Minneapolis-St. Paul Inter-national Airport (KMSP) ranks 16th in the nation for air traffic, a constant mix of airline, business aviation and military airplanes. It’s harried enough to also challenge some general aviation pilots. A great alternative to KMSP sits just five miles northeast, St. Paul’s Downtown Holman Airport. KSTP’s Runway 32 stretches 6,500 feet and is served by the ILS/LOC 32 approach, and offers circling opportunities to the airport’s other two Runways, 27 and 31. Additional approaches are available as well.
A. Those Cross Radials
Before flying this approach, pilots who regularly fly without a GPS or with one that’s not IFR-certified may want to refresh their VOR intercept and tracking skills. They’ll be needed to identify intersections along the localizer like KIKKY, RULDE and HOVIN that pinpoint the IAF and the FAF, as well as stepdown fixes for added situational awareness. It’s important to understand the DME fixes along this approach are generated on the IBAO localizer frequency — 111.5 — highlighted by the “ILS DME” and the “IBAO” notes next to each DME fix.
B. DME or RADAR Required
Note No. 1 makes it clear that radar or DME is required to execute this approach although it might appear a bit confusing since the plan view includes the singular note “radar is required for procedure entry from the en route environment.” The point is there’s no clear method for pilots to establish themselves onto this approach heading toward an initial approach fix without either being vectored by radar or using a GPS to identify the waypoint.

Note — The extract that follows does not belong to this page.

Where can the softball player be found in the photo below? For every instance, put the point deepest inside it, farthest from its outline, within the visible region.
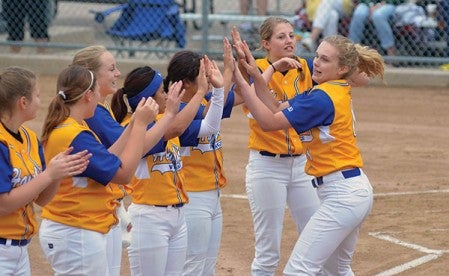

C. Two Possible Missed Approaches
Once an aircraft flying the missed approach reaches the WHISK intersection, there are two possible directions to head. One asks the pilot to enter a holding pattern created on the MSP VOR 037 radial. The pilot actually establishes the airplane on the reciprocal, 217-degree heading inbound. Alternately, upon reaching WHISK, the aircraft might fly a different holding pattern using the 011-degree radial from the Farmington VOR (FGT) using the reciprocal, the 191-degree heading inbound toward FGT. You can expect ATC to assign the alternate hold if either the MSP or the Gopher (GEP) VORs are out of service and the aircraft is not equipped with an IFR-certified GPS that could be used to substitute identification of a holding point.
D. Visual Descent Point
The “V” at D2.3 IBAO indicates a visual descent point — a practical solution created to help pilots avoid a steep descent at the last moment when they are already close to the ground. If pilots have not spotted the runway environment by the time they reach the visual descent point, it’s unlikely they’ll be able to execute a landing using a normal rate of descent. If an unusual maneuver might be required to reach the touchdown zone, the appropriate response is to fly a missed approach.
E. 0 DME Doesn’t Indicate the MAP
Even though the DME indicated at the missed-approach point is generated on the localizer frequency, that does not mean the MAP has been reached when the DME reaches 0. That’s because the antenna generating the DME is not installed at the approach end of the runway. Pilots flying a localizer approach that would use a minimum descent altitude and time can be prepared to execute a missed approach when the DME reads 1.1 because that’s when the aircraft is actually crossing the runway’s end. During a localizer-only approach, the MAP is reached at the expiration of time calculated for the aircraft to fly inbound once it passed the FAF at RULDE, as long as the speed is maintained. When using an IFR GPS to sequence the approach, in many cases the distance will count down to 0 at the MAP. That’s because the GPS is counting down from an FMS-based waypoint, not the localizer’s DME distance.